--
* Mrs. Lanier informs me that `The English Novel' will soon
be issued in an amended form and with a new sub-title,
`Studies in the Development of Personality', which indicates precisely
what Mr. Lanier intended to attempt, and relieves the book
of its seeming incompleteness as to scope.
** `Spann'.
--
Among other prose works I may mention Lanier's early extravaganza,
`Three Waterfalls'; `Bob', a happy account of a pet mocking-bird,
worthy of being placed beside Dr.

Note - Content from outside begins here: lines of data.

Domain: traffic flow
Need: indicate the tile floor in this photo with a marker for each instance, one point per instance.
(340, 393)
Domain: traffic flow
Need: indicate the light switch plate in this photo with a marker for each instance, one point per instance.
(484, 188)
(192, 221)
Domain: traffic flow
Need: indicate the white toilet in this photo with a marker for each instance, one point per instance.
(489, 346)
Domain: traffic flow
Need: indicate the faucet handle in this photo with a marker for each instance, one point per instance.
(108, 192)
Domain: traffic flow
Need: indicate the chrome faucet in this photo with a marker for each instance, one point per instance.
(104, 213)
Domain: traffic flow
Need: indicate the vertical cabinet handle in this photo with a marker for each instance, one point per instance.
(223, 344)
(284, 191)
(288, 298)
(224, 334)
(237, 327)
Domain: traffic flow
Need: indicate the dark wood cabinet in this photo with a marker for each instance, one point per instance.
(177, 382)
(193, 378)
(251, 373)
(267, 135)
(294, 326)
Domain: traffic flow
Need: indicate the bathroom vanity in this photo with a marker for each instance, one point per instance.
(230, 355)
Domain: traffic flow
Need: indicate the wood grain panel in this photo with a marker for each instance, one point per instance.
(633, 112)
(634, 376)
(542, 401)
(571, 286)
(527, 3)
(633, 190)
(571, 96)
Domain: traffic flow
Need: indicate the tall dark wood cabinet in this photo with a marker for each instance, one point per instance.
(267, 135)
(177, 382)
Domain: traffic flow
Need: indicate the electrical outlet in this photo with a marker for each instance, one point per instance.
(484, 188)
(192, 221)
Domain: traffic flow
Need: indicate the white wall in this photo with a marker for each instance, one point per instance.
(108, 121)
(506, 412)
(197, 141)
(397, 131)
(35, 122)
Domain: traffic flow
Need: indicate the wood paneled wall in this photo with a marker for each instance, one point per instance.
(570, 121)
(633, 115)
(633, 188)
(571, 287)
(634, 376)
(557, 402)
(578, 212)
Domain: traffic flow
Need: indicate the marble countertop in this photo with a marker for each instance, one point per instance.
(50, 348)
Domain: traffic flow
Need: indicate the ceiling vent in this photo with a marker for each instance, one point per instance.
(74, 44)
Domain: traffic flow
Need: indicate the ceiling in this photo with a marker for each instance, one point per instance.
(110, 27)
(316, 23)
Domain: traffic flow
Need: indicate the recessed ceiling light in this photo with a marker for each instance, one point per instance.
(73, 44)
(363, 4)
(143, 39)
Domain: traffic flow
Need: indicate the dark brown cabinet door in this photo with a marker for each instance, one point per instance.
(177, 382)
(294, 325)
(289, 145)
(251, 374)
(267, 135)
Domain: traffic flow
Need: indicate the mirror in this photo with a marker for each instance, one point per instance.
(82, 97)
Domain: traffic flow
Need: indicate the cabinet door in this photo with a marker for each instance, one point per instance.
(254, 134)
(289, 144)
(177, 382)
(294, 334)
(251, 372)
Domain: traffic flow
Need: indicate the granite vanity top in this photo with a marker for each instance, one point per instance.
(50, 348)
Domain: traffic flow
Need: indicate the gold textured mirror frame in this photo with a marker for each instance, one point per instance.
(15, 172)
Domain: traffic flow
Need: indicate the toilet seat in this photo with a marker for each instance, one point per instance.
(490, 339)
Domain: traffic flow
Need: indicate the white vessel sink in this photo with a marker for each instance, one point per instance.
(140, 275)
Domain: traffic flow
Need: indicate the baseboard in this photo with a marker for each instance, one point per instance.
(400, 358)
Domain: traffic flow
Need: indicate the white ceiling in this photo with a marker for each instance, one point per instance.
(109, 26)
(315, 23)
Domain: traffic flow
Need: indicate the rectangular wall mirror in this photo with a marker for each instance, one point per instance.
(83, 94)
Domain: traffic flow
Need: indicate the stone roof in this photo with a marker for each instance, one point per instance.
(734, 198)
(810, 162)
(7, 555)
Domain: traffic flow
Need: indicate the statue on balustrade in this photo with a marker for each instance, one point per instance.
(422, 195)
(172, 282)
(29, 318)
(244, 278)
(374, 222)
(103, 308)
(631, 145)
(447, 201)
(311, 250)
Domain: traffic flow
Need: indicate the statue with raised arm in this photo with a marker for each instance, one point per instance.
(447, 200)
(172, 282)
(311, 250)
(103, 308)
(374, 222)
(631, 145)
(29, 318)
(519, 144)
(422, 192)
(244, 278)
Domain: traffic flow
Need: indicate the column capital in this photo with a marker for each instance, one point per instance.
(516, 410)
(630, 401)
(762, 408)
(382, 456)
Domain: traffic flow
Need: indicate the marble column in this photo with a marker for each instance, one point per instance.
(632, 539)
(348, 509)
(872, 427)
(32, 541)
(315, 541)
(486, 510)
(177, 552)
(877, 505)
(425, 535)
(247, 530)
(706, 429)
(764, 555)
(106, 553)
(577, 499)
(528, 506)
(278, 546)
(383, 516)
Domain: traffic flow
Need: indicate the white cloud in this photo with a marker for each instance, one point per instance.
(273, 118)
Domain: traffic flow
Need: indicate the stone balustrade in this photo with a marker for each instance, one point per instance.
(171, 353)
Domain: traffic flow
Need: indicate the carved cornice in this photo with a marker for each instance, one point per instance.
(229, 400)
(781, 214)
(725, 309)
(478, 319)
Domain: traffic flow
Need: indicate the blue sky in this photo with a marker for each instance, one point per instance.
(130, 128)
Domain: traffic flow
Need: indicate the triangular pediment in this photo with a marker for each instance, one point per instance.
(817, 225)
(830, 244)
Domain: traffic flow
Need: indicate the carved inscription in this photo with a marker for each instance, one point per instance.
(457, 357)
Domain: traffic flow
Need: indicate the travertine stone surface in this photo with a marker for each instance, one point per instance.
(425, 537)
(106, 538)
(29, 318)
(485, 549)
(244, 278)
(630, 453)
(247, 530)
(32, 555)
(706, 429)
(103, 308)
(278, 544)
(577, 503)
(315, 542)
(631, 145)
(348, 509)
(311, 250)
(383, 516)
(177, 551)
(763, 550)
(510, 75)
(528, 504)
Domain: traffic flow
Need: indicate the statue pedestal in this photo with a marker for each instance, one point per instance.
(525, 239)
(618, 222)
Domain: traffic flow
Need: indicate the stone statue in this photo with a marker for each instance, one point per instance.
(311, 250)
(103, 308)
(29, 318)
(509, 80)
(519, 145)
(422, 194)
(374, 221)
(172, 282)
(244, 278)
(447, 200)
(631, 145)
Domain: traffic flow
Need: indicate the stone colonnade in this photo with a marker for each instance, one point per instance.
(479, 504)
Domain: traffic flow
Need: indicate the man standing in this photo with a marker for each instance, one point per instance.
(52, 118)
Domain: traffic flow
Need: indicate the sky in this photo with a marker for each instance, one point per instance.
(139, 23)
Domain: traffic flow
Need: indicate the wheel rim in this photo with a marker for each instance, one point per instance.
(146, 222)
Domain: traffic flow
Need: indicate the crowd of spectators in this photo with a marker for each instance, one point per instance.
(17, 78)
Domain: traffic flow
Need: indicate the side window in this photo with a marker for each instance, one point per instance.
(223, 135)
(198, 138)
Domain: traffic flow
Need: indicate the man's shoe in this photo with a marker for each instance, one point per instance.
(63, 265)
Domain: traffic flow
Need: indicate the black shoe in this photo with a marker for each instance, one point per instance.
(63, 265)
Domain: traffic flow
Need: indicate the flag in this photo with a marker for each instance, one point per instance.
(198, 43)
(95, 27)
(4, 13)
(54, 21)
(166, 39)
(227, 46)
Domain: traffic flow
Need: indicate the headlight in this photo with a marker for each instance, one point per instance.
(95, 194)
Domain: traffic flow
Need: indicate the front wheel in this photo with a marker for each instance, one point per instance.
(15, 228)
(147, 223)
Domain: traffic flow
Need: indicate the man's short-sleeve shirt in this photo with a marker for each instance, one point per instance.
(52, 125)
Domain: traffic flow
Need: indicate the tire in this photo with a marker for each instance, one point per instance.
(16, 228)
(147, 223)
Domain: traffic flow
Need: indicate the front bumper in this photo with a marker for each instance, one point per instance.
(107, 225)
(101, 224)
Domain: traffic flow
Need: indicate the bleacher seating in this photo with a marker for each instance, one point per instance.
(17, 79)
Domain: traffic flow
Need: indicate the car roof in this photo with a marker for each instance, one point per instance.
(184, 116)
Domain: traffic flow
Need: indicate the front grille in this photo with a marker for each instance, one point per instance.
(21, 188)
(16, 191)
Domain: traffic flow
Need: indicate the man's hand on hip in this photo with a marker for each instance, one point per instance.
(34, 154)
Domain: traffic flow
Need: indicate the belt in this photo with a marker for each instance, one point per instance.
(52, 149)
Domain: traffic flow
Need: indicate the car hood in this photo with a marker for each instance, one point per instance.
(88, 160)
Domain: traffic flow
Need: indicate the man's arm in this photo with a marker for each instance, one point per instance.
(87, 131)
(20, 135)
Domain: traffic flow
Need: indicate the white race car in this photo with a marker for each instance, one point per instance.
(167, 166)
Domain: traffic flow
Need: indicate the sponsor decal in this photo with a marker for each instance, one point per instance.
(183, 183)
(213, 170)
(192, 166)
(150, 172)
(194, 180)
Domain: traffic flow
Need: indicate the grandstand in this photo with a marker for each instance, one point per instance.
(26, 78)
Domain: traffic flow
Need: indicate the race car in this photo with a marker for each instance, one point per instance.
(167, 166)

Brown's `Rab and his Friends';
his books for boys: `Froissart', `King Arthur', `Mabinogion', and `Percy',
which have had, as they deserve, a large sale; and his posthumous
`From Bacon to Beethoven', a highly instructive essay on music.
III. Lanier's Poetry: Its Themes
But it is chiefly as a poet that we wish to consider Lanier,
and I turn to the posthumous edition of his `Poems' gotten out by his wife.
At the outset let us ask, How did the poet look at the world?
what problems engaged his attention and how were they solved?
A careful investigation will show, I believe, that,
despite the brevity of his life and its consuming cares,
Lanier studied the chief questions of our age, and that in his poems
he has offered us noteworthy solutions.